Le premier ministre a jugé positif le fait que le projet compte des appuis tant chez les démocrates que les républicains, au sein de la Chambre des représentants et au Sénat, de même que parmi les milieux d'affaires et la population des États-Unis.

TransCanada (TSX:TRP) a pour la première fois formulé une requête afin de construire sa canalisation d'une capacité de 830 000 barils par jour il y a plus de cinq ans. L'administration Obama a rejeté la première mouture du projet, mais elle a encouragé l'entreprise à lui soumettre une nouvelle version avec un parcours modifié pour le Nebraska en raison de préoccupations de nature environnementale.

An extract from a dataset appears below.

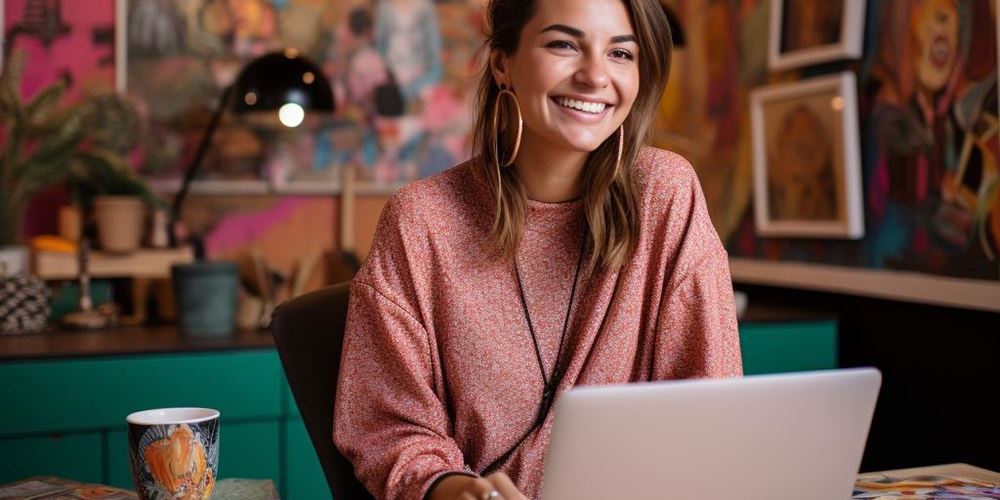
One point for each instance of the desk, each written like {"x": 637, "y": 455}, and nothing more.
{"x": 44, "y": 487}
{"x": 955, "y": 481}
{"x": 74, "y": 389}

La construction de la portion sud de la canalisation, d'une valeur de 2,3 milliards $ US et d'une capacité quotidienne de 700 000 barils, courant entre Cushing, en Oklahoma, et la côte du golfe du Mexique, est sur le point de débuter. TransCanada peut construire cette section de Keystone XL sans l'autorisation du département d'État américain car elle ne franchit pas de frontière internationale.

Lors d'une entrevue accordée le mois dernier, le président et chef de la direction de TransCanada, Russ Girling, s'est dit optimiste de voir une décision sur la portion nord de la canalisation, plus controversée, lors du premier trimestre de 2014.